OVH Community, your new community space.

Help! I've been hacked!


Busby
04-08-2010, 10:49
Hi ictdude, thanks for the answer..

The windows servers are used for the playout systems for my radio station and I also stream off them..

ictdude
04-08-2010, 10:27
Quote Originally Posted by Busby
It seems to be mostly Trojans. I used Trend Micro on-line scanner to remove them and closed a few exceptions in the firewall, changed the admin. password and have now been clean for 24 hours..

I'm not counting any chickens yet, but its best to have the peace of mind that I have antivirus taking care of things when I'm not around..

I have 3 Windows servers at the moment and if I do a port scan on 2 of them it shows most ports as 'closed' . However, the server I am having problems with, the port scanner just gives a 'timed out' message on the closed ports - is that correct?
You can also use http://technet.microsoft.com/en-us/s.../bb897437.aspx TCPView if there are some chickens trying to make a connection to the outside world this program show all open connections.

What is the main task those Windows servers do ? Hosting ?

Busby
03-08-2010, 21:25
Quote Originally Posted by ictdude
Is it a virus or a trojan ? This program also cleans a lot of trojans.http://www.malwarebytes.org/
I did use it a lot of times also with fake virus software scanners bugging some friends of mine. See if it find some trojans. Well just give it a try.
Is your system already clean ? Or now you need a good virus trojan scanner ? Intrusion detection system ?
It seems to be mostly Trojans. I used Trend Micro on-line scanner to remove them and closed a few exceptions in the firewall, changed the admin. password and have now been clean for 24 hours..

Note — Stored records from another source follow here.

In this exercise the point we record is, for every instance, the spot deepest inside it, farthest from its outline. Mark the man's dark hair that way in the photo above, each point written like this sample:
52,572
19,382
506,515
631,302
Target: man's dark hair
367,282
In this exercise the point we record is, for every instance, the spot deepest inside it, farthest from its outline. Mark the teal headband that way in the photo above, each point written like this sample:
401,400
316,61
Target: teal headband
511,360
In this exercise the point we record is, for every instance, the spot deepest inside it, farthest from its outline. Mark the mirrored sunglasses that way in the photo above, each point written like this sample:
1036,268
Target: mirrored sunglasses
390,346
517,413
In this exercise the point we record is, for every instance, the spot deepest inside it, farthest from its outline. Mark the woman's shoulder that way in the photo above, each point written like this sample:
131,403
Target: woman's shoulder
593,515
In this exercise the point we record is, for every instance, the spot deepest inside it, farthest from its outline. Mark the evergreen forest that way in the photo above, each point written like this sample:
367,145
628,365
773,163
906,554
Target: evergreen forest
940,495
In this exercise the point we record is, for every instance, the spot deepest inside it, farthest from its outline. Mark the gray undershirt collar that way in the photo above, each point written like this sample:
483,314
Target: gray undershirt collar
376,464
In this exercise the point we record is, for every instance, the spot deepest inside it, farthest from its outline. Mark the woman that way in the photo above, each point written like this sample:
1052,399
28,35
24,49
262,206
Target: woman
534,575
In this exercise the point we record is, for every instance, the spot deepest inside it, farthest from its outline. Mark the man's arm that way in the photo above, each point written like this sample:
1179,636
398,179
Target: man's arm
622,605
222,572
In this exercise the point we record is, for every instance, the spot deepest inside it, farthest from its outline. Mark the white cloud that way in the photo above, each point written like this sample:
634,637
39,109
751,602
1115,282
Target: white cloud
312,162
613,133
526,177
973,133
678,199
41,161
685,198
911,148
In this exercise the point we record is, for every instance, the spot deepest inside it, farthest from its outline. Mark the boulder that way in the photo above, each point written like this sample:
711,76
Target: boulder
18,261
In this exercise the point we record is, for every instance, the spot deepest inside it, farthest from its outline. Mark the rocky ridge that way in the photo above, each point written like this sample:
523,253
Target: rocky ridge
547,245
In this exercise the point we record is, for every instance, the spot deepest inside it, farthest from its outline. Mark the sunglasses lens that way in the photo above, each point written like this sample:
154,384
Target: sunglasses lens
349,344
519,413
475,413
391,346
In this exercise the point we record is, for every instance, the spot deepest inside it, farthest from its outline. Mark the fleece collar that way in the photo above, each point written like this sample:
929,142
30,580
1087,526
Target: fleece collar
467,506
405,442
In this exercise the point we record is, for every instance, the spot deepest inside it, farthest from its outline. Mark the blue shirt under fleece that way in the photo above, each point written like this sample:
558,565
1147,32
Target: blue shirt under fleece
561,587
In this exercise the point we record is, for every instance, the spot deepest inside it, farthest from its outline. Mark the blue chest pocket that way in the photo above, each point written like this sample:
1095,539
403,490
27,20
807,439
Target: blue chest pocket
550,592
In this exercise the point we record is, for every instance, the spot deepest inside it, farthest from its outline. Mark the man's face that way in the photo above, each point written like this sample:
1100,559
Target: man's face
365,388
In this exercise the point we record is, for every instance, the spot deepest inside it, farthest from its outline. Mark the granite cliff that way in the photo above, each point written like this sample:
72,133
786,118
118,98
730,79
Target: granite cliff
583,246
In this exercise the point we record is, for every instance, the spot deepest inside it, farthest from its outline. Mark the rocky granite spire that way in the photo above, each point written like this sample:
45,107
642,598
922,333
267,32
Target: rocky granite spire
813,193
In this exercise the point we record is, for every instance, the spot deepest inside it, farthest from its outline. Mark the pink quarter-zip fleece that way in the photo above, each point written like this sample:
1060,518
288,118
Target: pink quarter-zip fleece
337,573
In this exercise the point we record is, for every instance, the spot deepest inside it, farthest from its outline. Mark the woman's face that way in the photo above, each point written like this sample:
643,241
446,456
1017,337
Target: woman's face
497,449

I'm not counting any chickens yet, but its best to have the peace of mind that I have antivirus taking care of things when I'm not around..

I have 3 Windows servers at the moment and if I do a port scan on 2 of them it shows most ports as 'closed' . However, the server I am having problems with, the port scanner just gives a 'timed out' message on the closed ports - is that correct?

ictdude
03-08-2010, 21:12
Quote Originally Posted by Busby
Still not found a suitable anti-virus that will work on Server 2003 standard that doesn't cost hundreds of pounds!

Anyone else got any suggestions please?
Is it a virus or a trojan ? This program also cleans a lot of trojans.http://www.malwarebytes.org/
I did use it a lot of times also with fake virus software scanners bugging some friends of mine. See if it find some trojans. Well just give it a try.
Is your system already clean ? Or now you need a good virus trojan scanner ? Intrusion detection system ?

Busby
02-08-2010, 20:22
Still not found a suitable anti-virus that will work on Server 2003 standard that doesn't cost hundreds of pounds!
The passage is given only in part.